Am I saying that opening your wallet and doing something good for people who are trying to do good is the way to combat chronic assholery? Yes, I that’s exactly what I’m saying.

And sometimes, the people who need a boost are those who haven’t always been good. Sometimes you have to extend a hand to someone who is trying to do better, trying to lift themselves out of the shit and be a better person:

So yeah, I bought all of Matt’s books too.

Finally, if you’re in a asshole smashing mood, but maybe not in a reading mood, you should drop by John Scalzi’s blog. Scalzi’s thrown up a donation challenge for the Carl Brandon Society and the Octavia E. Butler Memorial Scholarship Fund. You should get in on it…

I did.

So after I did all this stuff, what else did I do? I wrote this post. I wrote it because one person out there might go and do something too. I hope it’s you.

A Writer Must Feel

I know it is July because the sun rises in the alley.

It is possible to write anywhere but it is easier in the places you’ve worn smooth, where you know most intimately the colors of buildings, the procession of faces, the shapes of conversations. It is easier to write where you know the smells.

Last night it finally rained, so the air smells a little fresh, but here are the cafe nothing ever smells completely fresh. I smell the aftershave of the men walking into the cafe and the cigarettes they’ve recently smoked. I catch the scent of the barber’s cigar two doors down. The exhaust of a passing fire truck. I can smell the trees hanging in the humid air. Yesterday’s heat still lingers deep within the concrete sidewalk. I smell the dust in the street.

I definitely smell the cumin that inexplicably made its way so deep into my pumpernickel bagel.

Yesterday, I was having coffee here with my wife. We were both very tired, so we took a few minutes to ourselves to enjoy a coffee and a little breakfast at the cafe. We weren’t saying much and then suddenly we started talking about being tired (which is tiring in and of itself).

“What would you like to do today?” she asked.
I considered her tone, and I realized that if vacation only reminds you of how tired you are, it’s because your vacation isn’t long enough.

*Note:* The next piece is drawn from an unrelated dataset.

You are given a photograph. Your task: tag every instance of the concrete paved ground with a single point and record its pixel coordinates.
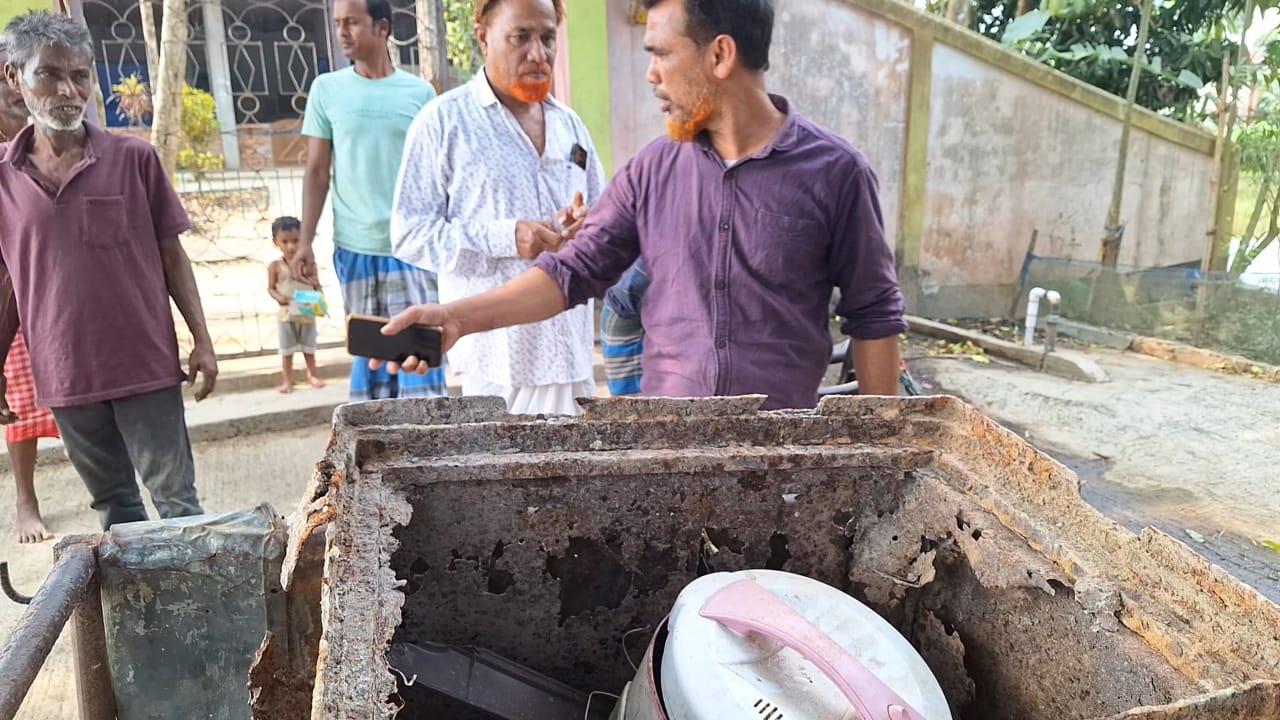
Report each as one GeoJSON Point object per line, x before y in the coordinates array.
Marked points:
{"type": "Point", "coordinates": [232, 474]}
{"type": "Point", "coordinates": [1160, 445]}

I took a deep breath and said, “I want to finish my coffee and then walk down to my studio and work all day on something important.”

She smiled. “At least you’re honest,” she said.

Of course, I no longer have the studio. I gave it up four years ago, nearly to the day.

A Writer Must Feel

I share this jagged bit of memory and prose not because I want to feel nostalgic or to mourn a lost opportunity. Whether in misery or magnificence, the past is always perfect in memory. No, I share this because I want to understand a feeling I’ve had a dozen of times and a writer does not understand a feeling fully until they spend time with their finger in the gears, exploring the sights and the smells and the memories in both the harsh light of realism and the soft focus of idealism and sandwiching it within run on sentences and fragmentary clauses (and parenthetical asides).

To be serious though, it is your duty as a writer to embrace those nostalgic moments and to find out how they work. You need to break down the magic so that you can reproduce the trick. The side effect is that you may develop a habit of destroying memories others may cherish. You may even rid yourself of the capacity for joy. This is something to guard against because you must feel joy just as you must feel anger and fear and love and hate and longing and excitement. You must feel and you must remember, but you must also understand how these things work for in the balance between memory and understanding is your art.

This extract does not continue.